Last week, Riyadh laid down a list of 13 "non-negotiable" demands for Doha, including ending its support for the Muslim Brotherhood, the closure of Al-Jazeera television, a downgrade of diplomatic ties with Iran and the shutdown of a Turkish military base in the emirate.

The UAE ambassador to Russia Omar Ghobash warned in comments published by Britain's Guardian newspaper on Tuesday that Qatar could face further sanctions if it failed to meet the demands.

Sheikh Mohammed is by no means the first world leader to turn to poetry.

Former US president Jimmy Carter is a published poet.
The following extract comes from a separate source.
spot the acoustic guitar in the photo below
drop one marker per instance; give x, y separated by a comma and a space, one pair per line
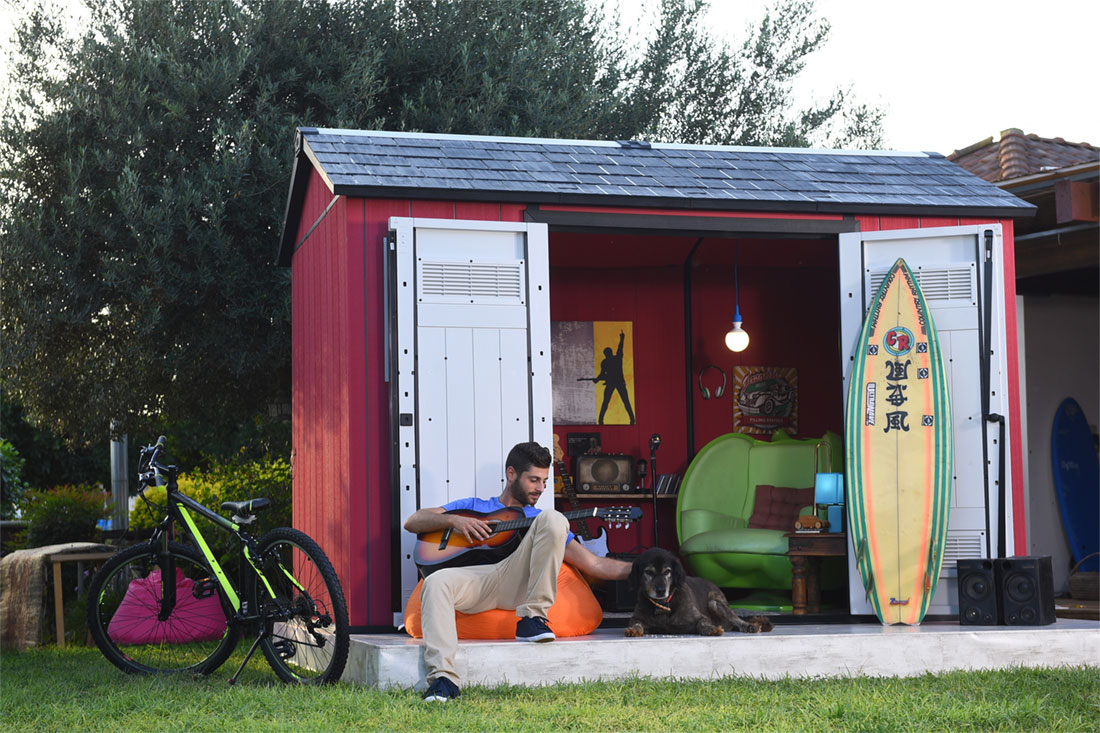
446, 548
Barack Obama dabbled in poetry in the 1980s and his successor Donald Trump is now the unintentional author of a compilation of tweets and quotes entitled "Bard of the Deal: The poetry of Donald Trump".

Bosnian Serb psychiatrist-turned-politician Radovan Karadzic, sentenced to 40 years in jail by a UN court last year for his part in the 1995 genocide of Muslims in the town of Srebrenica, also fancied himself as a poet, releasing a collection of poetry and a novel, "Miraculous Chronicles of the Night".